Eenzaamheid: dat is de rode draad. Het lijkt alsof Tolja het leven van een buitenstaander leeft. Hij leeft, maar niemand leeft met hem. De vele verhaallijnen maken het verhaal chaotisch. Naarmate het verhaal vordert worden veel vragen beantwoord, maar dat geeft niet heel veel voldoening. Niks wordt écht uitgediept. Tegelijkertijd gaat het leven in Parijs ook door, en draait Tolja langzaam door, al dan niet door de morfine die hij tegen de pijn van de granaatscherven in zijn bovenbeen neemt.

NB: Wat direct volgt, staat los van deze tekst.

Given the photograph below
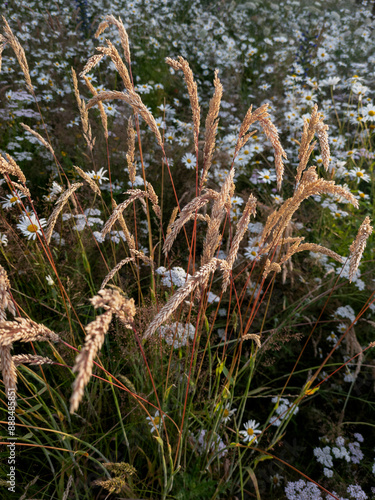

De stijl in het boek is grof en overdreven. De oorlog is hard, zwart en gruwelijk. ‘De stekende pijn in mijn linkerbovenbeen was nu bijna ondraaglijk, alsof er daar ergens krammen door mijn bloedbaan zwierven. Mijn tabletten uit Istanbul werken niet langer. In een apotheek hier in de straat kocht ik eerder deze week al paracetamol. Van 1000 milligram, zetpillen. Ik schoof er drie achterelkaar in mijn hol, maar ook die hielpen niet.’ Deze stijl past bij de wanhopige situatie waarin Tolja verkeert. Ik weet niet of ik het mooi vond, maar het past wel.
Het boek is allesbehalve betoverend. Tolja leeft met een ondraaglijke pijn, zowel fysiek als mentaal. En toch krijg je bij het lezen soms het idee: het is ook je eigen schuld dat je in de situatie belandt. Of: doe er wat aan. De situatie is zielig, maar misschien heeft Tolja het er ook wel zelf naar gemaakt? Eigenlijk is die vraag stellen – over iemand die alle gruwelijke dingen aan het front heeft meegemaakt en misbruikt is door mensen met macht – not done. Daardoor voelt het soms ongemakkelijk.
Céline is daarom niet altijd even fijn om te lezen, maar het is zeker wel indrukwekkend en goed. De manier waarop Waterdrinker de allesverwoestende oorlog beschrijft is uniek. En de manier waarop je als lezer wordt meegezogen in de gedachten van Tolja is bijzonder. Er is niemand die écht naar hem omkijkt. Céline krijgt van mij 4 sterren.
Met dank aan Uitgeverij Nijgh & Van Ditmar voor dit recensie-exemplaar in ruil voor een eerlijke recensie.